For a time in the ’90s, the band Live was the greatest thing to come out of York since the peppermint patty.
The band’s second album, ‘94’s “Throwing Copper,” sold 8 million copies, spawning five hit singles on the Alternative Songs charts: the No. 1 “Selling the Drama” and “Lightning Crashes,” plus “I Alone” (No. 6), “All Over You” (No. 4) and “White, Discussion” (No. 15).
Their sophomore effort, 1997’s “Secret Samadhi,” debuted at No. 1 on the Billboard 200, producing four more hits (including another chart topper, “Lakini’s Juice”), going on to sell 2 million copies. 1999’s “The Distance to Here” debuted at No. 4 and sold 1 million.
After three more successful albums, the band took what was originally intended as a two-year hiatus in 2009 as lead singer Ed Kowalczyk released a solo album and the other three band members – Patrick Dahlheimer (bass, backing vocals), Chad Gracey (drums) and Chad Taylor (lead guitar, backing vocals) – put out an album as The Gracious Few with Kevin Martin and Sean Hennessy of Candlebox.
A few months later, it was announced that Kowalczyk had left the band , which seemed like the end for Live.
The band returned in March 2012 with new lead singer Chris Shinn, formerly of Unified Theory (a Seattle band featuring Blind Melon’s Christopher Thorn and Brad Smith along with Dave Krusen, Pearl Jam’s original drummer), for a series of live shows.
The reformed band released the album “The Turn” in October, working once again with Jerry Harrison, who produced the group’s debut EP and debut album “Mental Jewelry” in 1991, plus the smashes “Throwing Copper” and “The Distance to Here.”

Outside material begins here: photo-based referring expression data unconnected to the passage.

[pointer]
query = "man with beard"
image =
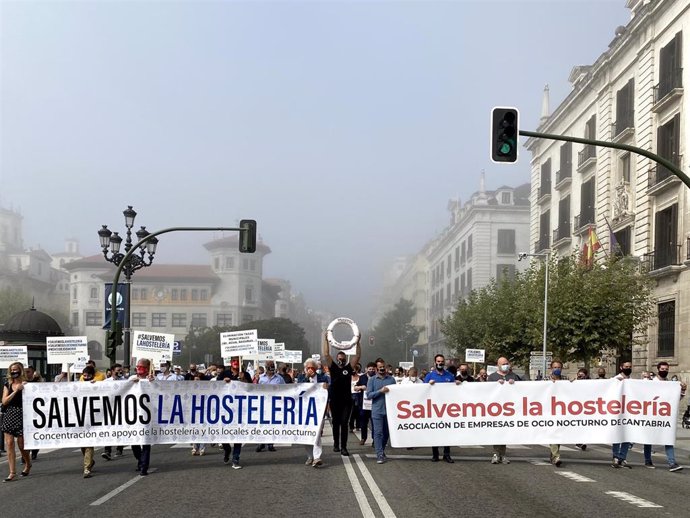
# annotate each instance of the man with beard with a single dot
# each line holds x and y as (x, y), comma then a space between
(340, 393)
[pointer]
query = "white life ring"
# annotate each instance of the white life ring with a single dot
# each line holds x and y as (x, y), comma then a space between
(343, 346)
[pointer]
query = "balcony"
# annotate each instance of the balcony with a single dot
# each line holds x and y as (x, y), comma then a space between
(661, 178)
(623, 129)
(587, 157)
(668, 90)
(542, 244)
(544, 193)
(582, 221)
(664, 260)
(563, 179)
(561, 235)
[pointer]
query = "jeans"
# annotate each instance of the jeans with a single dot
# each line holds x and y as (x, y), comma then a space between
(380, 434)
(670, 454)
(620, 450)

Live is back on the road, making a stop on Saturday, May 16 at Mohegan Sun Pocono.
“It will be a good, long 90-minute set,” Shinn said. “It’s close to the band’s hometown and it’s the longest we’ve had off since I joined, so we will be fired up. The guys have an energy they haven’t had in 10 years and this is the most intense band I’ve ever been in. I was a big fan of Live and I can honestly say they are playing like they did back in their prime.”

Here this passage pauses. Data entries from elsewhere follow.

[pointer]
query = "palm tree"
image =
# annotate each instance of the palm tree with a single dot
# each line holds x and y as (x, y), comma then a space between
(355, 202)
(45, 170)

Shinn said his connection with Live goes back to 2000 when his former band opened for them. He stayed in touch with Taylor over the years. When the three Live bandmates got back together, Taylor reached out to Shinn.

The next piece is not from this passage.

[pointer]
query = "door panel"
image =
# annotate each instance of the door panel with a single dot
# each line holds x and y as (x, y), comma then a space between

“He said they weren’t sure what they wanted to do. At first, they were thinking about doing some re-recordings of their hits as they now own the licensing. But then we started tip-toeing through some new songs,” he said.
“We took our time with it, to make sure we paid as much respect to the fans and the catalog as possible.”
Shinn, who ended up writing seven of the album’s 11 songs with Harrison, said it was great working with the former member of Talking Heads, who he considers one of his closest friends.
“They had worked with him a lot, but I had not,” Shinn said. “A lot of times it was just him and me in the studio by ourselves, working on the lyrics and finishing up the songs.
“He knew right from the very beginning that we had to be a new band. We had to move into the future and embrace the new vibe, and that’s what we have done.”
Shinn said audiences should expect all the hits from “Throwing Copper” plus the band’s harder-edged material — along with about three songs from their new album — at the Mohegan Sun Pocono show.
“We are having so much fun and that supersedes all the other crap,” he said. “These guys have taken the high road in all of this, and any tensions or pressures that have built up are let out in the music.”